With the stronger loonie and a weakening U.S. greenback, it’s tempting for Canadian investors to make the foreign exchange (FX) swap right here with the intention of topping up one’s American portfolio. Undoubtedly, many Canadians should invest south of the border for those “essential” sectors (most notably, consumer staples and innovative tech) that are few and far between on the TSX Index.
It is worth noting, however, that while the FX rate has gotten more favourable, so too has the price of admission into many hot U.S. stocks. Do the steep valuations south of the border offset the now favourable FX rate, with the loonie pinned at US$0.81? That’s the million-dollar question. On average, I think there’s much better value to be had in Canada these days. Bank of America certainly seems to think so in its latest note to investors, highlighting the possibility of greater value up north.
I think Bank of America is right on the money.
Value is tougher to come by on the S&P 500 or Nasdaq exchanges these days. As such, I think it makes sense to exchange a few loonies for greenbacks, but hold off on large-scale purchases of U.S. securities until valuations have a chance to cool off. For those looking to beat the market for the rest of 2021, there are two Canadian stocks, in particular, that stand out to me as screaming bargains that must be bought by value investors hungry for opportunities to pay two to three quarters for a dollar.
IA Financial is a lesser-known insurer that’s flown under the radar of most Canadian investors for its below-average dividend yield and its more modest growth profile. Undoubtedly, IA isn’t the “sexiest” option in the Canadian insurance scene, but I’d argue that it’s also one of the cheapest and most conservatively run.
The company’s wealth management business has been booming, with incredible flows of late. With the recent quarter revealed a pick-up in top-line growth, I think IA is an underdog that’s well worth betting on, especially at today’s rock-bottom valuations.

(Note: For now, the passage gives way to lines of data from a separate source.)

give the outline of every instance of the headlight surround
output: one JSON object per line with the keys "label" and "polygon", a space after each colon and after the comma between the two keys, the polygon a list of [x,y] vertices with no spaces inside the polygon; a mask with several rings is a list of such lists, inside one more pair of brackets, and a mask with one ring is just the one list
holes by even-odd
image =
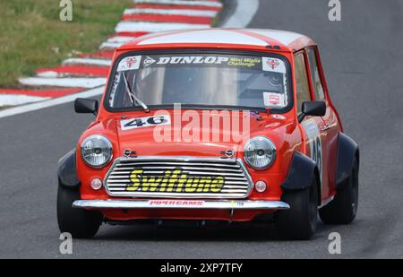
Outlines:
{"label": "headlight surround", "polygon": [[263,170],[270,168],[276,160],[276,146],[265,136],[256,136],[246,143],[244,158],[252,168]]}
{"label": "headlight surround", "polygon": [[82,142],[81,152],[86,164],[99,169],[112,160],[112,143],[103,135],[91,135]]}

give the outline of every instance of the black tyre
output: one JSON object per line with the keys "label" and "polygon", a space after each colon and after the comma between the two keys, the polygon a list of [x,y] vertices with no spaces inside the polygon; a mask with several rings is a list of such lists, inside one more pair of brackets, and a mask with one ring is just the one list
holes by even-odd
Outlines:
{"label": "black tyre", "polygon": [[72,207],[80,200],[80,192],[59,186],[57,190],[57,223],[60,232],[69,232],[75,238],[91,238],[102,222],[99,212]]}
{"label": "black tyre", "polygon": [[358,163],[355,160],[350,177],[333,201],[319,211],[325,224],[350,224],[358,210]]}
{"label": "black tyre", "polygon": [[275,214],[276,229],[283,239],[307,240],[316,231],[318,222],[318,186],[313,180],[310,187],[286,191],[282,201],[290,205]]}

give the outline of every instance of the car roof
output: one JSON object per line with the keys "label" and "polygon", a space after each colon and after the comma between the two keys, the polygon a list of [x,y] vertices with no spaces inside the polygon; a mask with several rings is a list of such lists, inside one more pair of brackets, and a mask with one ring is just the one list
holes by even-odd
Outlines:
{"label": "car roof", "polygon": [[211,48],[246,46],[295,52],[315,43],[304,35],[286,30],[210,28],[152,33],[137,38],[121,46],[118,50],[195,45]]}

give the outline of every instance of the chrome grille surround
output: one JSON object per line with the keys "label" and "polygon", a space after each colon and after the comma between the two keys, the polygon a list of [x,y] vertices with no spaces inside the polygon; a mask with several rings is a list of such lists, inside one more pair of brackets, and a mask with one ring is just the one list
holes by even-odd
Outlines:
{"label": "chrome grille surround", "polygon": [[[164,170],[182,169],[189,177],[224,177],[220,193],[173,193],[173,192],[130,192],[130,175],[135,169],[144,169],[144,174],[160,174]],[[104,187],[110,196],[186,199],[244,199],[249,196],[253,182],[241,159],[203,157],[121,157],[115,160],[104,179]]]}

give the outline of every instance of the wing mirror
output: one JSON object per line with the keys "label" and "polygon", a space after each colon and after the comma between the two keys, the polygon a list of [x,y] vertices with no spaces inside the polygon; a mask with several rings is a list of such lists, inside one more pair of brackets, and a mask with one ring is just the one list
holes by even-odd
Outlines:
{"label": "wing mirror", "polygon": [[77,114],[98,115],[99,103],[97,100],[85,98],[78,98],[74,101],[74,110]]}
{"label": "wing mirror", "polygon": [[306,116],[324,117],[326,115],[325,101],[305,101],[302,104],[302,113],[298,116],[301,123]]}

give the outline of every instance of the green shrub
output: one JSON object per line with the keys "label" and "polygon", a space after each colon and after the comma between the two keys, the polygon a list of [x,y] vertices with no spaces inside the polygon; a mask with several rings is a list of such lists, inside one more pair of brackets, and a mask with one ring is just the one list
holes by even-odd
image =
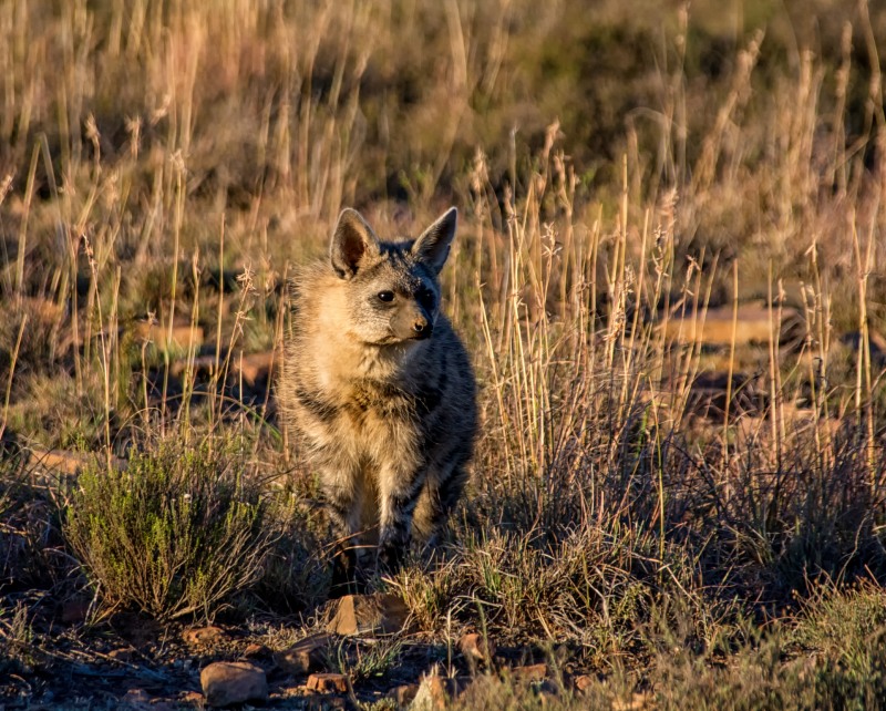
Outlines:
{"label": "green shrub", "polygon": [[210,618],[258,578],[272,534],[238,464],[228,451],[166,444],[126,471],[80,476],[64,533],[106,604]]}

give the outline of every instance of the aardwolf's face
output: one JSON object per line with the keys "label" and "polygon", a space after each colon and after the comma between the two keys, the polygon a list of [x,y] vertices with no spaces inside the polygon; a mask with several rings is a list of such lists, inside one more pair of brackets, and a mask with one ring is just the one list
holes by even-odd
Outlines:
{"label": "aardwolf's face", "polygon": [[329,249],[332,268],[347,282],[341,327],[375,346],[430,338],[456,215],[450,209],[415,240],[380,241],[358,212],[343,210]]}

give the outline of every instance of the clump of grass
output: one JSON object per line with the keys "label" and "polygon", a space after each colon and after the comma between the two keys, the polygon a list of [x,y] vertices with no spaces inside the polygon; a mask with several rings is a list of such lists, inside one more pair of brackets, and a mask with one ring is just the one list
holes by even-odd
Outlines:
{"label": "clump of grass", "polygon": [[83,472],[64,534],[106,605],[212,618],[258,579],[265,515],[235,452],[164,443],[126,471]]}

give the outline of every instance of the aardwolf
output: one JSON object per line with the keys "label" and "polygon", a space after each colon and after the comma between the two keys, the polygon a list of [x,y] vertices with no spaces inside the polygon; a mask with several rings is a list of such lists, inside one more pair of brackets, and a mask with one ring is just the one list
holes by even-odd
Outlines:
{"label": "aardwolf", "polygon": [[290,284],[280,403],[318,468],[340,546],[333,591],[354,580],[360,534],[395,571],[414,537],[433,547],[465,485],[474,374],[440,313],[450,209],[416,239],[381,241],[353,209],[329,259]]}

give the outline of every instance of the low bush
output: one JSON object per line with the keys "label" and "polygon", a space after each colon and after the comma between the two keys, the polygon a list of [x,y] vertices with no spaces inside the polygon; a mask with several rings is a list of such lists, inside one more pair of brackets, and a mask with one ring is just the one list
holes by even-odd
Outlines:
{"label": "low bush", "polygon": [[80,476],[64,534],[106,604],[208,619],[259,577],[274,528],[240,464],[230,451],[163,444],[126,471]]}

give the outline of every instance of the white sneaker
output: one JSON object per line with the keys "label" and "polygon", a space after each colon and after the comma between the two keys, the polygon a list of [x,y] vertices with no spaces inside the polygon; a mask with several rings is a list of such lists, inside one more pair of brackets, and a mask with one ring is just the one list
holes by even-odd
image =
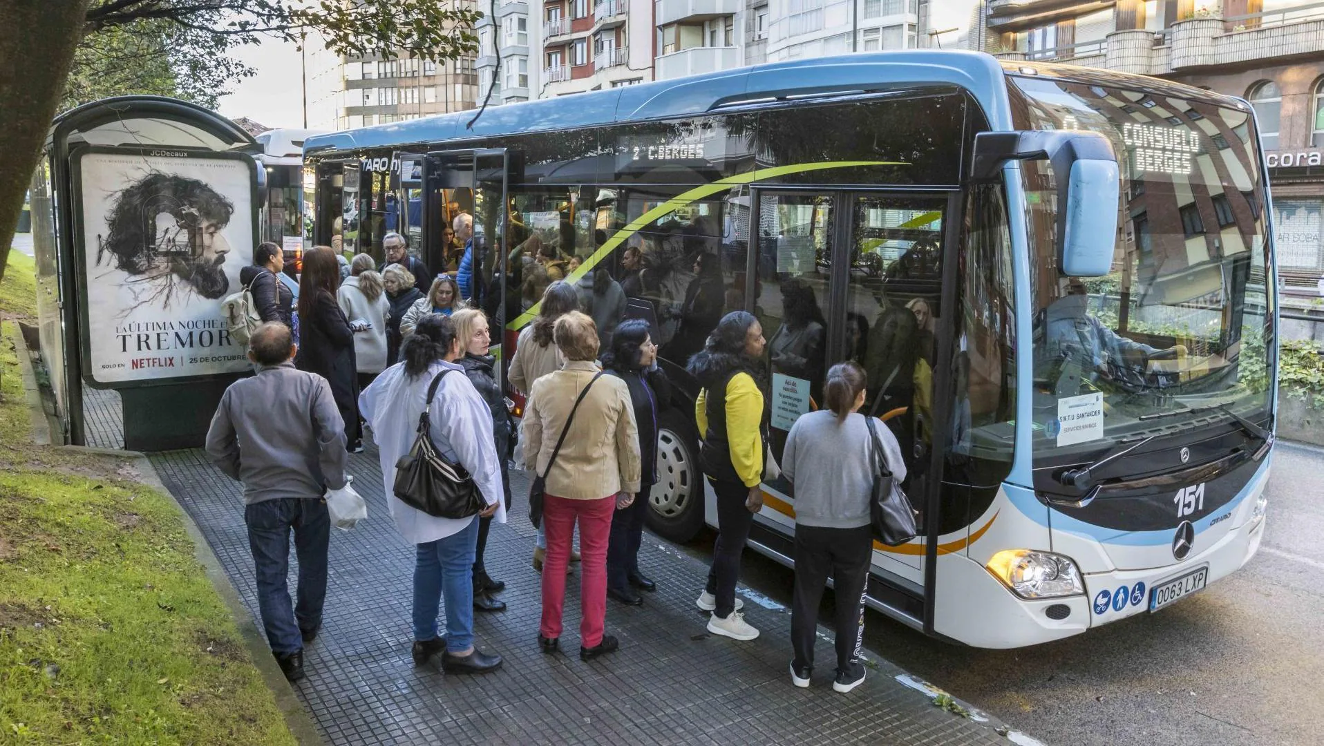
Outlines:
{"label": "white sneaker", "polygon": [[846,692],[850,692],[851,689],[859,686],[863,683],[865,683],[865,667],[861,665],[859,679],[853,679],[850,673],[838,671],[837,680],[831,683],[831,689],[833,692],[841,692],[842,694],[845,694]]}
{"label": "white sneaker", "polygon": [[[712,595],[708,591],[703,591],[703,593],[699,594],[699,598],[695,599],[694,604],[698,606],[703,611],[716,611],[716,608],[718,608],[718,597]],[[740,611],[741,608],[744,608],[744,602],[737,598],[736,599],[736,611]]]}
{"label": "white sneaker", "polygon": [[732,640],[752,640],[759,636],[759,630],[745,623],[744,614],[739,611],[732,611],[726,619],[714,614],[708,618],[708,631]]}
{"label": "white sneaker", "polygon": [[[790,661],[790,683],[794,684],[796,686],[800,686],[801,689],[808,689],[809,688],[809,671],[810,669],[805,668],[804,671],[801,671],[801,672],[797,673],[796,672],[796,661]],[[804,673],[804,676],[800,676],[800,673]]]}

IA may not have a front-row seat to the growthy Chinese market, or the largest yield out there (currently at 2.8%), but at 9.8 times earnings and 0.5 times sales, the stock does offer one of the lowest prices of admission out there.
For those looking for North American property and casualty (P&C) insurance exposure, it’s tough to beat Intact. Like IA, shares have a less bountiful dividend (yielding 2%), but what it lacks in yield, I believe, it makes up for in terms of prudent long-term growth.
Just over a month ago, Intact clocked in a solid quarter that saw EPS numbers surge 49% year over year, beating the Street by around 20%. Canadian underwriting income soared 78% year over year, while U.S. underwriting income was weighed down by storms in Texas.
Shares of Intact trade at two times sales, 2.7 times book value, and 16.7 times earnings. A pricier play in the insurance space, but should the company’s underwriting track record continue to improve on the other side of this pandemic, the stock could face a continued re-valuation to the upside. Given the calibre of management, I think it’s only a matter of time. And for that reason, Intact is a buy at $169 and change in my books.